On Tue, Apr 20, 2021 at 2:45 PM Peter Krempa <pkrempa@redhat.com> wrote:
In certain rare occasions qemu can transition a block job which was already 'ready' into 'standby' and then back. If this happens in the following order libvirt will get confused about the actual job state:
1) the block copy job is 'ready' (job->state == QEMU_BLOCKJOB_STATE_READY)

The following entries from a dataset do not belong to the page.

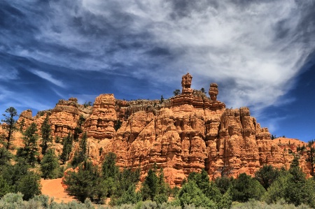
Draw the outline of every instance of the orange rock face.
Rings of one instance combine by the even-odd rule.
[[[288,167],[293,157],[288,147],[271,140],[267,129],[260,127],[248,108],[226,109],[217,100],[216,84],[211,84],[207,97],[190,89],[192,78],[189,73],[183,75],[182,93],[163,102],[126,101],[101,94],[92,108],[83,108],[76,99],[60,100],[49,115],[52,135],[73,133],[83,115],[94,163],[101,164],[113,152],[118,166],[140,167],[142,178],[156,163],[171,185],[180,185],[190,173],[202,169],[214,178],[244,172],[253,175],[264,164]],[[31,117],[27,111],[19,120],[23,118],[40,124],[45,116]]]

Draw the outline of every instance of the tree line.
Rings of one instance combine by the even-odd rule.
[[[164,181],[163,169],[155,164],[149,169],[142,183],[139,182],[141,168],[120,169],[115,165],[114,153],[107,153],[101,166],[93,165],[88,157],[86,133],[82,129],[83,117],[80,117],[74,134],[69,133],[58,142],[63,146],[61,154],[57,156],[50,146],[53,139],[48,115],[38,131],[35,123],[26,129],[17,128],[14,118],[17,113],[14,108],[8,108],[6,113],[8,115],[4,114],[3,121],[6,123],[6,130],[1,137],[0,147],[0,198],[19,192],[24,201],[36,198],[41,194],[41,178],[62,177],[64,168],[72,167],[78,169],[67,173],[64,184],[69,194],[82,203],[88,199],[104,203],[110,198],[111,207],[129,204],[134,207],[140,206],[136,207],[141,208],[141,206],[153,204],[153,208],[186,208],[188,206],[230,208],[232,203],[256,200],[270,205],[283,202],[295,206],[305,204],[315,207],[314,180],[307,179],[299,166],[297,154],[295,154],[294,159],[288,170],[265,165],[254,177],[241,173],[237,178],[223,176],[214,180],[210,180],[206,171],[202,170],[200,173],[190,173],[181,188],[171,188]],[[13,133],[18,129],[22,132],[23,146],[18,148],[16,155],[13,155],[10,152],[14,149]],[[41,136],[38,134],[39,131]],[[79,146],[69,161],[74,142],[77,142]],[[305,152],[307,161],[313,168],[314,143],[312,140],[306,147],[300,147],[298,152]],[[41,152],[38,147],[41,147]],[[43,158],[38,157],[39,153]],[[314,170],[312,174],[314,175]]]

2) user calls qemuDomainBlockJobAbort with VIR_DOMAIN_BLOCK_JOB_ABORT_PIVOT flag but without VIR_DOMAIN_BLOCK_JOB_ABORT_ASYNC
3) the block job is switched to synchronous event handling
4) the block job blips to 'standby' and back to 'ready', the event is not processed since the blockjob is in sync mode for now
5) qemuDomainBlockJobPivot is called: 5.1) 'job-complete' QMP command is issued 5.2) job->state is set to QEMU_BLOCKJOB_STATE_PIVOTING
6) code for synchronous-wait for the job completion in qemuDomainBlockJobAbort is invoked
7) the waiting loop calls qemuBlockJobUpdate:
7.1) job->newstate is QEMU_BLOCKJOB_STATE_READY due to 4) 7.2) qemuBlockJobEventProcess is called 7.3) the handler for QEMU_BLOCKJOB_STATE_READY overwrites job->state from QEMU_BLOCKJOB_STATE_PIVOTING to QEMU_BLOCKJOB_STATE_READY
8) qemuDomainBlockJobAbort is looking for a finished job, so waits again
9) qemu finishes the blockjob and transitions it into 'concluded' state
10) qemuBlockJobUpdate is triggered again, this time finalizing the job. 10.1) job->newstate is = QEMU_BLOCKJOB_STATE_CONCLUDED job->state is = QEMU_BLOCKJOB_STATE_READY 10.2) qemuBlockJobEventProcessConcluded is called, the function checks whether there was an error with the blockjob. Since there was no error job->newstate becomes QEMU_BLOCKJOB_STATE_COMPLETED. 10.3) qemuBlockJobEventProcessConcludedTransition selects the action for the appropriate block job type where we have:
case QEMU_BLOCKJOB_TYPE_COPY: if (job->state == QEMU_BLOCKJOB_STATE_PIVOTING && success) qemuBlockJobProcessEventConcludedCopyPivot(driver, vm, job, asyncJob); else qemuBlockJobProcessEventConcludedCopyAbort(driver, vm, job, asyncJob); break;
The log does not make it clear what libvirt is doing and why.
Since job->state is QEMU_BLOCKJOB_STATE_READY, qemuBlockJobProcessEventConcludedCopyAbort is called.
This patch forbids transitions to QEMU_BLOCKJOB_STATE_READY if the previous job state isn't QEMU_BLOCKJOB_STATE_RUNNING or QEMU_BLOCKJOB_STATE_NEW.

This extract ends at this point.